Still, while the Billboard Music Awards, Nielsen Music, and Next Big Sound were tallying mentions of Meek Mill, they weren’t taking into account whether these mentions were actually positive or negative. If they did, they’d probably realize that all those people tweeting and Instagramming about Meek Mill were actually mocking him with Drake-approved memes following the release of Drake’s Meek Mill diss tracks “Charged Up” and “Back to Back.” The latter contained several vicious anti-Meek lines, including the now classic, “Is that a world tour or your girl’s tour?”—referencing his inferiority to girlfriend (and rumored Drake ex) Nicki Minaj.
In addition to Drake’s online slaying of Meek Mill, Meek’s social media mentions were juiced by the near-constant rumors regarding his relationship to the much-more-famous Minaj—from breakup rumors to baby rumors to engagement rumors to, ultimately, an April appearance on Ellen where Minaj coolly put her cabana boy in his place by saying, “There’s a boy that likes me.
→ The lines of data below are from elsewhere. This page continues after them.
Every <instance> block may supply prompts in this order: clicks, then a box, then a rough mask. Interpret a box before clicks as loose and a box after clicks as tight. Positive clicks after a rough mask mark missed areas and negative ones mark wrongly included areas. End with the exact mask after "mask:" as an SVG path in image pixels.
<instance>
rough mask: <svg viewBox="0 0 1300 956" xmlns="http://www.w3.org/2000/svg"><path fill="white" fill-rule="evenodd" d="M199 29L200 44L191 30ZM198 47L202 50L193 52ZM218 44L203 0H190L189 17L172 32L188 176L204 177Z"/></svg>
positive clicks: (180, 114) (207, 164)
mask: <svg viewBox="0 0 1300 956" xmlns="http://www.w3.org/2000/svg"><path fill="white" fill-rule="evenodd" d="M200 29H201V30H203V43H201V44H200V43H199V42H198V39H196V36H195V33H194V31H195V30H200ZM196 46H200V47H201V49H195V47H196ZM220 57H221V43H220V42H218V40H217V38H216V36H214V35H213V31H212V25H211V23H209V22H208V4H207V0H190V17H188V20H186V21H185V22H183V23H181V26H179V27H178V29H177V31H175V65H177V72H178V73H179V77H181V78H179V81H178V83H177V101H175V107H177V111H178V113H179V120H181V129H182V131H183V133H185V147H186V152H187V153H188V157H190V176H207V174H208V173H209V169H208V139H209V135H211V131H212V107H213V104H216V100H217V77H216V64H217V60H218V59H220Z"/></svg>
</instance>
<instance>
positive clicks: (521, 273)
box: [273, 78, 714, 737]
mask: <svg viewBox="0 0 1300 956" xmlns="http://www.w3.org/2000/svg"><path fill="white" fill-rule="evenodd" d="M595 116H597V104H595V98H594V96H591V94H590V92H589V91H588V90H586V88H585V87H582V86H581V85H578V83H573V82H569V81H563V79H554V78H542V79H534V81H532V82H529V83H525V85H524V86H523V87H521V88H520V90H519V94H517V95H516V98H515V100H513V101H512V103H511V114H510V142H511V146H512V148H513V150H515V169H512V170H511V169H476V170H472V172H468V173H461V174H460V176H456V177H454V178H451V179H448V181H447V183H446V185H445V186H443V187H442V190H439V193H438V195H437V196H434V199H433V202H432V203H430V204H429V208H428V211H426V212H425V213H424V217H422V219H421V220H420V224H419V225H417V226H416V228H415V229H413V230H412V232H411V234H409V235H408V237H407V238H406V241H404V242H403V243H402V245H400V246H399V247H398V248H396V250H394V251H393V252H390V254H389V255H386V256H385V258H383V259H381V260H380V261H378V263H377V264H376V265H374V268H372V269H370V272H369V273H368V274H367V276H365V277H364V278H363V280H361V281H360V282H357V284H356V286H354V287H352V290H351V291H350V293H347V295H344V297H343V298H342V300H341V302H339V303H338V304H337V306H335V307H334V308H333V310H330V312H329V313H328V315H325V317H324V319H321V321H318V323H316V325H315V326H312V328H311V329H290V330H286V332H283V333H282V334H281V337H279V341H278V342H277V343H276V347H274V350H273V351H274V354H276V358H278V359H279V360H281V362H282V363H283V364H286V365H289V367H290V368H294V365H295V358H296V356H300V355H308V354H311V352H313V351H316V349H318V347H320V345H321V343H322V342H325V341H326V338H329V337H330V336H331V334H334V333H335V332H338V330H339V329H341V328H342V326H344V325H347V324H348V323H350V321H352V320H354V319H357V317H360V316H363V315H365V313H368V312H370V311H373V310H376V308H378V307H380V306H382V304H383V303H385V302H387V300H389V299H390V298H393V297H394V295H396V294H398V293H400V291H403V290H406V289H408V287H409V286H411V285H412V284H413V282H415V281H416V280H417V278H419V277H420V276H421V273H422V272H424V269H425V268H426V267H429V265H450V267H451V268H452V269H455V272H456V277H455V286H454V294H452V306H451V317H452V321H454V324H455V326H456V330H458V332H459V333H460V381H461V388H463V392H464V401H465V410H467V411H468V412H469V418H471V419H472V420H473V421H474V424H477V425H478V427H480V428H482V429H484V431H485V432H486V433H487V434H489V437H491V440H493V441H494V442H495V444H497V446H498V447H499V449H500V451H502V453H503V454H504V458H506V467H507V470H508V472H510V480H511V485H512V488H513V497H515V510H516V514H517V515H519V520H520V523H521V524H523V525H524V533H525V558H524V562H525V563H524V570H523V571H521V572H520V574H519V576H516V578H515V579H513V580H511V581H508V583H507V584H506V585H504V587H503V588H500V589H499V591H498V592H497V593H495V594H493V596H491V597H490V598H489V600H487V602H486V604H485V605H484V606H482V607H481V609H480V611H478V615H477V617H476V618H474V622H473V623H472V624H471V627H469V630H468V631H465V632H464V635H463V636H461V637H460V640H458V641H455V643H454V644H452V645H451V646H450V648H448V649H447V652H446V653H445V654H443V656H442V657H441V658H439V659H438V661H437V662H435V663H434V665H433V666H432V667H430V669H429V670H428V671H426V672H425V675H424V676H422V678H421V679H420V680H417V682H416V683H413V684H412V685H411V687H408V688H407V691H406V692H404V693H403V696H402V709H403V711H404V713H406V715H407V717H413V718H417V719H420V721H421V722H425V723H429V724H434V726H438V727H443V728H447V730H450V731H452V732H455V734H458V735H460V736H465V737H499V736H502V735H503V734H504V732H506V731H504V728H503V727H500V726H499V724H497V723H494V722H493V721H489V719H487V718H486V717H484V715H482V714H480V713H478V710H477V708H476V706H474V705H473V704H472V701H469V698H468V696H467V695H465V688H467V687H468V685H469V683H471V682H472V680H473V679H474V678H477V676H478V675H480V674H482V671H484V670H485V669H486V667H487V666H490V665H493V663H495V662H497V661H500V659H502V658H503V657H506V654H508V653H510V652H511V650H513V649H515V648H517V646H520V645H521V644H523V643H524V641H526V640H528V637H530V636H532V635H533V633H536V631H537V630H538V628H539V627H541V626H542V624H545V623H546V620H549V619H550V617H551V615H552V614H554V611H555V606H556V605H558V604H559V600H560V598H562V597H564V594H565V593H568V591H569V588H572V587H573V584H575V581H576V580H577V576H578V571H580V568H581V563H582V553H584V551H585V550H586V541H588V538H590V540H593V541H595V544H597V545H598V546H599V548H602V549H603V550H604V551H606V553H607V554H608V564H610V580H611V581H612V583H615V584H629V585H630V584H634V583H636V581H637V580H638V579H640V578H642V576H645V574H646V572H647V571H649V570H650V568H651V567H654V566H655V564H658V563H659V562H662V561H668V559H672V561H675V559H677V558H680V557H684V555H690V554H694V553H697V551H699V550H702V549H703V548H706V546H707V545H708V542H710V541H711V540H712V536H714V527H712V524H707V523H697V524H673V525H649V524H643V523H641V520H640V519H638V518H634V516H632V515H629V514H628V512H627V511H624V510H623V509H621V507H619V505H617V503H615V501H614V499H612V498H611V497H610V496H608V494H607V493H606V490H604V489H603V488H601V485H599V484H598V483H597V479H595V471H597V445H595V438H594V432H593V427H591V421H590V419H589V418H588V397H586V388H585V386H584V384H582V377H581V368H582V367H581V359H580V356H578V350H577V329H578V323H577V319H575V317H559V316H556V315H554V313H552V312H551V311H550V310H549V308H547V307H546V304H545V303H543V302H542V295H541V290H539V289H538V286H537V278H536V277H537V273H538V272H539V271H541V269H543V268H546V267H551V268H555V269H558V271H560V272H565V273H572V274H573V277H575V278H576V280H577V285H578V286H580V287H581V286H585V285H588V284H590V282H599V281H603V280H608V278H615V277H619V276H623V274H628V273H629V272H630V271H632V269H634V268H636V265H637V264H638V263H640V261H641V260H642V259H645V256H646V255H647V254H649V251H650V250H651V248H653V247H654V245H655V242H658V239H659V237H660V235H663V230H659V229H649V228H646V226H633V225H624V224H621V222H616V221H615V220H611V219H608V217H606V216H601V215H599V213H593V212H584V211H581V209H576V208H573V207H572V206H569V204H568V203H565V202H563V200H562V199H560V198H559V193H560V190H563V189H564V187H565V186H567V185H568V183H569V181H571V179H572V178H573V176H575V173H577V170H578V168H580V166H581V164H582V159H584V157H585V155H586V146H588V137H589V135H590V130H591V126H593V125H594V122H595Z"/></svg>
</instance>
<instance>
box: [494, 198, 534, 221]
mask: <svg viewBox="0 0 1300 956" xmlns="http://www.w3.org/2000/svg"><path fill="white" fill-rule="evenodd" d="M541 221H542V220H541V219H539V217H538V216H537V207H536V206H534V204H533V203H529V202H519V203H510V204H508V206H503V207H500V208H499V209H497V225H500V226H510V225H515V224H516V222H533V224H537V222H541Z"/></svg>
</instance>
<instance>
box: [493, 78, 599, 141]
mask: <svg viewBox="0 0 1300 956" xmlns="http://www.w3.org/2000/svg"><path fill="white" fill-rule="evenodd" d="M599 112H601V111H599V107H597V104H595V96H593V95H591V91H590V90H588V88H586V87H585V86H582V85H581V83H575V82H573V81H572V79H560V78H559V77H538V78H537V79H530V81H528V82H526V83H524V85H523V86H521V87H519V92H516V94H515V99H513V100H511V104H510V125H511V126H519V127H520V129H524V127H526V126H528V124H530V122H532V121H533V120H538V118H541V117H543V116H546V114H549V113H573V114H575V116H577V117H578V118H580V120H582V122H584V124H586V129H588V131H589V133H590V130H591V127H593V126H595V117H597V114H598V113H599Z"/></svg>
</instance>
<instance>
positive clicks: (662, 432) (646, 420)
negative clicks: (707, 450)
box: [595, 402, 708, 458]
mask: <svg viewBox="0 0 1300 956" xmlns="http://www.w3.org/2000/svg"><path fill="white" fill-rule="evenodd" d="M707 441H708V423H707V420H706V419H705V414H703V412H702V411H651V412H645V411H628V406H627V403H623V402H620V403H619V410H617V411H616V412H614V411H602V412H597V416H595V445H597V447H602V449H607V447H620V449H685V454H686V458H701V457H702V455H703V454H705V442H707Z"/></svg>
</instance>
That’s all.”
Again, this isn’t as terrible as that time the Grammys awarded Best Rap Album to Macklemore over Kendrick Lamar’s good kid, m.A.A.d. city—and then the 9/11 truther took it upon himself to share his sorry, bro text to Kendrick to the entire world. For that, the Grammys should send every American a copy of To Pimp a Butterfly along with an apology note for the slight. But it does speak to how silly and flawed the Billboard Music Awards’ system is for bestowing these “awards.”
Perhaps Drake, Future, Dre, and Kendrick are on a text chain filled with Meek Mill memes joking about all this.
Or perhaps they’re too important to care.